26 Jul 2011
The Netherlands’ biggest telecommunications group by revenue and subscribers, KPN Telecom (also known as Royal KPN), said its net income for the three months ended 30 June 2011 fell 11% year-on-year to EUR414 million (USD595 million), from EUR465 million in the same period a year ago, while revenue dipped 1.9% to EUR3.29 billion. KPN attributed the declining profitability in part on a high number of its smartphone cellular users cancelling high-end packages in favour of low-cost internet-based messaging service options. The Hague-based KPN noted that the increasing use of mobile and social media applications such as Skype and WhatsApp ate into its bottom line. KPN had hoped to charge users for access to such applications but the Dutch government blocked this plan as it set out its stall to create tough net neutrality laws in the country.

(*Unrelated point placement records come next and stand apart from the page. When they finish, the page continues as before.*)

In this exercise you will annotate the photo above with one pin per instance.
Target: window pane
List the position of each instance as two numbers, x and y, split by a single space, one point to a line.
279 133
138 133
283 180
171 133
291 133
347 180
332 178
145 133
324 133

KPN’s weaker than anticipated performance saw it missing the EUR439 million net profit estimate in a poll of five analysts conducted by Bloomberg. Nevertheless, the telco reaffirmed its forecast that earnings before interest, taxes, depreciation and amortisation (EBITDA) will exceed EUR5.3 billion in 2011. Chief Executive Officer Eelco Blok said: ‘The market and regulatory headwinds that we have been experiencing … continued to affect our financial performance in the second quarter, notably in our domestic business’. The CEO, who took over in April, has revealed plans to shed between 4,000 and 5,000 jobs in the country by 2015.